KHK’lıları TBMM’de gündeme getirip, soykırıma varan uygulamaları eleştiren ilk vekillerden biri Önder. “Benden duymuş olun!” diye başladığı konuşmasını şöyle sürdürmüştü: “Bunların çocukları nana muhtaç hale geldiler. Mazlumun ahı devirir şahı demişler. Bunların çocukları hepinize beddua ediyor. Eğer bu istihkakınız doluysa dönsün kendilerine çarpsın. Değilse akıbetinize ancak veyl diyebiliriz.”
Engin Günaydın’la yaptığı anayasa geyiği, bugüne kadar yazılmış en kallavi anayasa yazım süreci eleştirisidir: “Anayasa’da adını geçirebilirim, engin ve günaydın birlikte olmaz ama aynı sayfaya denk getiririm.”

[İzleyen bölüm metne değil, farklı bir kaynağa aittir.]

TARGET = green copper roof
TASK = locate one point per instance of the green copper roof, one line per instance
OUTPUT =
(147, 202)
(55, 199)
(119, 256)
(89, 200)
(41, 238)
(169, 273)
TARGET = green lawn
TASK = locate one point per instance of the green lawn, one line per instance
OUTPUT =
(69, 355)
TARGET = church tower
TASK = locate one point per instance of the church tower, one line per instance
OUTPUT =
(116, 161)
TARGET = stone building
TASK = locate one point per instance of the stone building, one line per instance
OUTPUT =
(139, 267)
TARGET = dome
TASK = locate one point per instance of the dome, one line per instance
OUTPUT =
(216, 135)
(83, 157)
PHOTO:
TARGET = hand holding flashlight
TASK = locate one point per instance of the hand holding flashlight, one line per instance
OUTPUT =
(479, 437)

Sırrı Süreyya Önder’i tek kelimeyle anlatmak zorunda kalsam, ‘samimiyet’ derdim. Ve buna da okuduğu bir şiiri örnek gösterirdim. Abdurrahim Karakoç’un ‘Bayramlar bayram ola..’ şiirini ondan dinlemediyseniz, ne dediğimi anlayamazsınız. On kere, yirmi kere üstüste dinlediğimi bilirim. Muhteşem bir şiir ve sanki vicdan kesilmiş bir adam okuyor. Türkçesi aksanlı, sesi idare eder lakin çivi gibi çakılıp kalıyorsunuz. Çünkü vicdan dile gelmiş:
Güneş yükselmeden kuşluk yerine
Bir adam camiden döndü evine
Oturdu sessizce yer minderine
Kızı Bayram dedi, yalın ayaklı
Adam Bayram dedi, tam ağlamaklı..
Eli öpüldükçe içi burkuldu
Konuşmak istedi, dili tutuldu
Güç belâ ağzından bir off! Kurtuldu.
Avrat Bayram dedi, eğdi başını
Adam evet dedi, sıktı dişini..
Gitme Sırrı Abi! Hamuru acıyla yoğurulmuş tebessümler için sana ihtiyacımız var. Acıyı bal eyleyen nüktedanlığın olmazsa iyice çekilmez olacak bu memleket. Gitme, sende teselli bulan mazlumlar için kal.. Söz, birlikte hem de sesli, müzikli lorke oynayacağız…
Kaleminize saglik.
Adamın süratına gülmek yapışmış. Yakışmış. Gitme Sırrı abi
Çok güzel bir yazı olmuş, kaleminize sağlık. Ben de dediğiniz filmleri izledim 20 ki yaşlarımda, ama anlatılanların çoğunu anlamamışım, 15 Temmuzu yaşamadan. 15 temmuzdan bana kattığı en önemli şeylerden bazıları şunlar, her insana insan olduğu için saygı duyulmalı denirdi, bunu kabul edip inandığımı düşünüyordum ama mülteci kamplarında kalınca anladım farklı insanların insan olduğunu. Bir diğeri ise birisi konuşunca yalan mı söylüyor , doğru mu söylüyor onu anlayabiliyorum. Ve bir diğeri de okullarda vatandaşlık dersi vardı bana çok zor ve anlaşılmaz gelirdi. Yaşayarak bir çok şeyi öğrendim. Hak nedir, adalet nedir, hukuk nedir, çocuk nedir, kadın nedir, hasta nedir, işkence nedir….
çok güzel kalben kalpten yazilmis bir yazi. Yaziyi yazan da hakkında yazilan da guzel insanlar belli ki.
Tesekkur ederim, saygilarimla sevgilerimle.